Doctoral Dissertations

Date of Award

8-2007

Degree Type

Dissertation

Degree Name

Doctor of Philosophy

Major

English

Major Professor

D. Allen Carroll

Committee Members

Paul Barrette, Heather Hirschfeld, Robert Stillman

Abstract

E. C.’s Emaricdulfe (1595; STC2 4268) is a collection of forty English sonnets introduced by a brief dedicatory epistle addressed “to my very good friends, John Zouch and Edward Fitton, Esquiers.” The book was printed by Joan Orwin for bookseller Matthew Law. Two copies of the original text survive, one in the Huntington Library, the other in the Folger Shakespeare Library. In both subject matter and poetic aspiration, the collection answers to the conventions of the sonnet sequence, a genre that captivated English poets great and small during the last decades of the sixteenth century. The subject of E. C.’s poetic desire is, as it should be, his love for a young woman. The collection offers conventional modes of praise for Emaricdulfe, along with typical laments about the speaker’s failures to win her love. One deviation from the expected is E. C.’s description of a dream vision. This brief sequence replays the conventional imagery of love as hunt scene, but it also presents a rather troubling vision that, it seems, describes the death of Emaricdulfe’s young child, surely unfamiliar subject matter for the genre.

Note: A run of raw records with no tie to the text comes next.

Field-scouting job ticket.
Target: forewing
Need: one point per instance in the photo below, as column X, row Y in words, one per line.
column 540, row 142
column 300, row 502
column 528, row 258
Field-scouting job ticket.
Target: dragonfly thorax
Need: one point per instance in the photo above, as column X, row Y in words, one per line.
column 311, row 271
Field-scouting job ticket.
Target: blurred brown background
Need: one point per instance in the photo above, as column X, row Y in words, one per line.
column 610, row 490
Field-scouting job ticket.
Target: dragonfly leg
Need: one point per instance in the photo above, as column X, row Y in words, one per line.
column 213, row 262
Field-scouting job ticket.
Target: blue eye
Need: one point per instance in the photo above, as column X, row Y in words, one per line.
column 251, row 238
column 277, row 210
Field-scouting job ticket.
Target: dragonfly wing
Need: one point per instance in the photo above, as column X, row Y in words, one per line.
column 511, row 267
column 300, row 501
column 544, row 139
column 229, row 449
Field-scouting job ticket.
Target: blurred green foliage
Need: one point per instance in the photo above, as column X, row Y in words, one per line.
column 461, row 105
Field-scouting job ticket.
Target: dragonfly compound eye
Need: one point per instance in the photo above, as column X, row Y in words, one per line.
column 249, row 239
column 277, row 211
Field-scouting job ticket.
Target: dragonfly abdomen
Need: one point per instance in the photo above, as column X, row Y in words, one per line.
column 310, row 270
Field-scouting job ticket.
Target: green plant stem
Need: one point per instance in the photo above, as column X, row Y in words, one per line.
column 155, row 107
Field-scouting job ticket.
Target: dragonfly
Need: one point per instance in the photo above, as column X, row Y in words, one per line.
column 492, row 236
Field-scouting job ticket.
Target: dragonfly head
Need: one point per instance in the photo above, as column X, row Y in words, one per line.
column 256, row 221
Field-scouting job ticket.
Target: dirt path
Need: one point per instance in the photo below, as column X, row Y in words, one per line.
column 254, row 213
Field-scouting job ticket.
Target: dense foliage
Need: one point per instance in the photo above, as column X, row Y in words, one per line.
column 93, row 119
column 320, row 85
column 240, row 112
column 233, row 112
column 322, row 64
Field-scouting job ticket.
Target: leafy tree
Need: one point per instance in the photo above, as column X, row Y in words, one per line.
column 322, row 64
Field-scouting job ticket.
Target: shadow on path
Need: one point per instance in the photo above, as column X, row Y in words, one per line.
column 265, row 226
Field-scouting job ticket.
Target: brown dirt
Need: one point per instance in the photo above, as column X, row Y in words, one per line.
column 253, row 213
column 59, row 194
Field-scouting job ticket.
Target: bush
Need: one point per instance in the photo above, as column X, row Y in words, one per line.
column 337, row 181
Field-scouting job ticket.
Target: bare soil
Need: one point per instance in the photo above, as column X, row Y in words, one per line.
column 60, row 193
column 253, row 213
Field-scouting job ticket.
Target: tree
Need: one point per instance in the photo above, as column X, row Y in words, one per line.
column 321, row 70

The collection, perhaps deservedly so, has generated little critical response during its history. No complete scholarly edition exists. This dissertation presents some of the basic materials upon which such an edition can be built. Here is a clear, correct, readable text, accompanied by a full commentary that situates the text and explains difficult facets of that text and is preceded by an introduction that considers, to varying degrees, features particular to this text that, in general, should be of assistance for someone reading it for the first time.